Koordinator Dewan Pengarah Global Peace Convoy Indonesia (GPCI), Maimon Herawati, mengonfirmasi adanya tindak kekerasan terhadap para relawan Global Sumud Flotilla (GSF) yang saat ini ditahan oleh otoritas Israel. Peristiwa tersebut terungkap melalui rekaman video yang dibagikan secara terbuka oleh Menteri Keamanan Israel, Itamar Ben-Gvir.
Dalam potongan video tersebut, tampak sejumlah relawan yang berada dalam tawanan pasukan Israel. Salah satu adegan yang cukup memprihatinkan memperlihatkan seorang wanita yang meneriakkan seruan “free Palestine”. Sontak, pasukan Israel menarik rambutnya dengan kasar dan memaksanya untuk bersujud. Di sela-sela tindakan tersebut, Menteri Itamar Ben-Gvir terlihat berkeliling memantau para relawan yang tengah ditahan.
Maimon, yang saat ini sedang berada di Turki, memberikan konfirmasi bahwa video tersebut benar melibatkan relawan yang tergabung dalam misi kemanusiaan ke Gaza. Pengenalan ini ia dasarkan pada kesaksian langsung terhadap salah satu sosok yang ada di dalam rekaman.
“Video kekerasan tersebut memang nyata terjadi. Salah satu perempuan yang berteriak ‘free Palestine’, lalu rambutnya dijambak dan kepalanya didorong paksa ke bawah, adalah sahabat saya yang berasal dari Irlandia,” ungkap Maimon saat hadir secara virtual dalam konferensi pers GPCI di Jakarta, Rabu (20/5).
Meski telah mengonfirmasi identitas salah satu korban, Maimon mengakui bahwa pihaknya kesulitan mengidentifikasi relawan lainnya karena wajah mereka tidak terlihat jelas dalam video. “Untuk relawan lainnya, kami belum bisa mendeteksi identitas mereka secara pasti, kecuali salah seorang politisi asal Italia,” tambahnya.
Maimon menegaskan bahwa tindakan brutal yang dilakukan Israel terhadap para aktivis kemanusiaan ini sudah bukan hal yang mengejutkan. Menurutnya, dunia harus menyadari bahwa tindakan tersebut merupakan cerminan dari perilaku pihak yang ia sebut sebagai penjahat kemanusiaan.

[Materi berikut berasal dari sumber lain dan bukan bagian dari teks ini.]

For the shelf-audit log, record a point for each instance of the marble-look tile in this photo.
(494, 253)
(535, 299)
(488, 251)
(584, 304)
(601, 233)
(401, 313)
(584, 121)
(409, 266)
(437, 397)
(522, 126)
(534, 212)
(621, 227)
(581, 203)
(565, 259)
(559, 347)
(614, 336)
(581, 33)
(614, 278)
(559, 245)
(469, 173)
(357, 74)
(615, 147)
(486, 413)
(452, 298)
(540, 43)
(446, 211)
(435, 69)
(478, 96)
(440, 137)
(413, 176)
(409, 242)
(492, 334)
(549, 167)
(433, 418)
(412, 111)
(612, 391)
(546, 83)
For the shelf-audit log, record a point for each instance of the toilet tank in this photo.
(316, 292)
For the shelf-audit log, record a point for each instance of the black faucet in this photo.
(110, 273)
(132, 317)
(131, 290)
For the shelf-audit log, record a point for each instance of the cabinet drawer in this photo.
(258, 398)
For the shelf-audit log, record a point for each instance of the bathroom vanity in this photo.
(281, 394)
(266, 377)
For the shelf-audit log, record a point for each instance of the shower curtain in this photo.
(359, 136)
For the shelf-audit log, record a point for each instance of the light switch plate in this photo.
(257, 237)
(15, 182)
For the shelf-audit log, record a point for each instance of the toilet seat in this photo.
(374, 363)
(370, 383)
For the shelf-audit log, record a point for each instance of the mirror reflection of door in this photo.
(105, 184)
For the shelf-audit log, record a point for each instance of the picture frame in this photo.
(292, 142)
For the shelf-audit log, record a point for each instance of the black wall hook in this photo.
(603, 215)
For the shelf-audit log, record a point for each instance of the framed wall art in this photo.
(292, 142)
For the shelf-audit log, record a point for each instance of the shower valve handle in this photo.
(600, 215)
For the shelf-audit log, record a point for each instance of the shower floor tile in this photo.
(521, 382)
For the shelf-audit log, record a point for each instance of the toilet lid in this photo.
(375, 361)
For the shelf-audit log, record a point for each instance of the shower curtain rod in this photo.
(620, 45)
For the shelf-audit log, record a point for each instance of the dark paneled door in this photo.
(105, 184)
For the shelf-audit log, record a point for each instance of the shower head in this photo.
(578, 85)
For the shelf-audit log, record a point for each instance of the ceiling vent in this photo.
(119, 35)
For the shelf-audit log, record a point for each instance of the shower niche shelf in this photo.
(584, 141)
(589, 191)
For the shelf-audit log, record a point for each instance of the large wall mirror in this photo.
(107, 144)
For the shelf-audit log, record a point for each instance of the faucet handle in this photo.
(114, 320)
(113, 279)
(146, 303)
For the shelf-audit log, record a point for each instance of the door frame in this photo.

Terkait keberadaan 9 Warga Negara Indonesia (WNI) yang turut menjadi bagian dari relawan yang ditangkap, Maimon mengaku belum bisa memastikan kondisi terkini mereka. Pihaknya belum mendapatkan informasi apakah ada WNI di antara relawan yang mengalami perlakuan kasar dalam rekaman tersebut.
Hingga saat ini, pihak Global Sumud Flotilla terus mengupayakan berbagai langkah strategis agar para relawan yang ditahan dapat segera dibebaskan dan kembali dengan selamat.
Ringkasan
Koordinator Global Peace Convoy Indonesia, Maimon Herawati, mengonfirmasi terjadinya tindakan kekerasan oleh otoritas Israel terhadap relawan misi kemanusiaan Global Sumud Flotilla yang sedang ditahan. Kekerasan tersebut terekam dalam video yang dibagikan oleh Menteri Keamanan Israel, Itamar Ben-Gvir, yang memperlihatkan seorang relawan asal Irlandia dijambak dan dipaksa bersujud setelah meneriakkan dukungan untuk Palestina.
Maimon menyatakan bahwa meskipun identitas satu korban telah terkonfirmasi, pihaknya masih kesulitan mengidentifikasi relawan lain yang terlihat dalam rekaman tersebut. Hingga saat ini, belum ada informasi pasti mengenai kondisi sembilan Warga Negara Indonesia (WNI) yang turut menjadi relawan dalam misi tersebut, sementara upaya pembebasan seluruh tahanan terus dilakukan.